From the hiking dike, I walked back to the refuge mound. (Why does a nature reserve like this still seem to need so much barbed wire?!) I had a look round by the overflow. It was fairly low water. Across the mud, I could walk some way towards the flood opening. It was strange to find a path we had followed so often and that was still in the landscape, but usually inaccessible because of the water.
I walked across a stretch of sown grass to the bird hide by Griendweipolder. Because it was virtually impossible to see anything through the screen of the hide, a new and illegal vantage point had been created beside it. I thought that was quite funny, but Nature Conservancy probably didn’t. You can think of everything, but people still do what they want.
My final target may well have been to go and look at the spontaneous growth of saplings. I had after all started filming with the idea of carrying on until they were as tall as I am. In managing the guided nature of Tiengemeten, there were headed discussions about what to do with all those willow trees that sprung up spontaneously. In January 2009, there was a suggestion to get volunteers to come pull out the saplings in order to retain the desired open landscape. But over the course of that year, a kind of acceptance seemed to emerge that not everything could be controlled. The Scottish Highland cattle keep most saplings short and, where they can’t reach, the little trees grow a little bigger. It can’t be stopped. Against the dike of the old Polder, a kind of coppice has developed. Because there was still ice lying everywhere, I could walk there, and where I sank through the ice, water didn’t quite get into my boots.

The future wood of willow trees

Geen plaatje gevonden.

The farmhouse at the Idahoeve had meanwhile been rebuilt. And also the old wooden barn where we had made countless shots of the remains of a previous life had been knocked down and built up against. The wren that used to live there has hopefully been able to find another spot.
Huib told us that next day everything was to be renovated at the large harbour. The woods would be chopped down and the facing was to be renewed. New Tiengemeten, yes... the title for the third part of the film wasn’t far off the mark.
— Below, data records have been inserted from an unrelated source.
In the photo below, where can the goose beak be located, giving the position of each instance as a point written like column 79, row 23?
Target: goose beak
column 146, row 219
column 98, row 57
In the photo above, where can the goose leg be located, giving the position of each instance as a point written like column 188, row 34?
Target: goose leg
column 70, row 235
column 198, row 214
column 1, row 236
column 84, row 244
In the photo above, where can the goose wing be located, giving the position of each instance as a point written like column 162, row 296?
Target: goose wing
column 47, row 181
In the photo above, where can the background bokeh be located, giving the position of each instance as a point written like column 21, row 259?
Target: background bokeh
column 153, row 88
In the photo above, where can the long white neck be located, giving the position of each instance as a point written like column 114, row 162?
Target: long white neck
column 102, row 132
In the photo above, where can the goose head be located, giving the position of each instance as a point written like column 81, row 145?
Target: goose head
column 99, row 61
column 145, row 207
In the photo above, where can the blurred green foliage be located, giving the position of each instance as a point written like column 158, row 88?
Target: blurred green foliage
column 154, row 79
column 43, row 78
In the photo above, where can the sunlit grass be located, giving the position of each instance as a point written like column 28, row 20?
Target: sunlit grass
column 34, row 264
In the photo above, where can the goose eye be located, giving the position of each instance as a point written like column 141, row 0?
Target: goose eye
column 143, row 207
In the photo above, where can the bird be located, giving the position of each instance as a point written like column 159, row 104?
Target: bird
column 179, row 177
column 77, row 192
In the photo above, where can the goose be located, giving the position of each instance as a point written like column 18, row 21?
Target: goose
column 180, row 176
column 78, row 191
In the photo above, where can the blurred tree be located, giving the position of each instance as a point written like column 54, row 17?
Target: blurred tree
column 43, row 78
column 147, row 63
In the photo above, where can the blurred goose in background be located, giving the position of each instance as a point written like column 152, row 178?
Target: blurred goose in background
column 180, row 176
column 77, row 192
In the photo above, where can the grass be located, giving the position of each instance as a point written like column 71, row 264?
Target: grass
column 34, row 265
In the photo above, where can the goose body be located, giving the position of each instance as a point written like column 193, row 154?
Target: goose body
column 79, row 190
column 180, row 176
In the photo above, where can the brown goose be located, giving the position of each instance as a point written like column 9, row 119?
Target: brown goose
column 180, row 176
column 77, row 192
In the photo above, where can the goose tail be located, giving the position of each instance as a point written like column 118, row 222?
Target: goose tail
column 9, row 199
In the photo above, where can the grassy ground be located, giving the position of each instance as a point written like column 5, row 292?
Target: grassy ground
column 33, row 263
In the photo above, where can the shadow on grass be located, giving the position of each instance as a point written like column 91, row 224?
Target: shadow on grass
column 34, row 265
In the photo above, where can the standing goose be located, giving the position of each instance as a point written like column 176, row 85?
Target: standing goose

No, I shan’t draw any firm conclusions. So many mixed feelings. Walking in a straight line wearing boots through the mud (which I call silt), that’s what I like. That’s allowed on Tiengemeten and then it’s called “hiking nature”. An awful expression. Such things say more about me than about Tiengemeten. Most people prefer not to leave the path. And that’s what my films are also about, I hope. About leaving paths.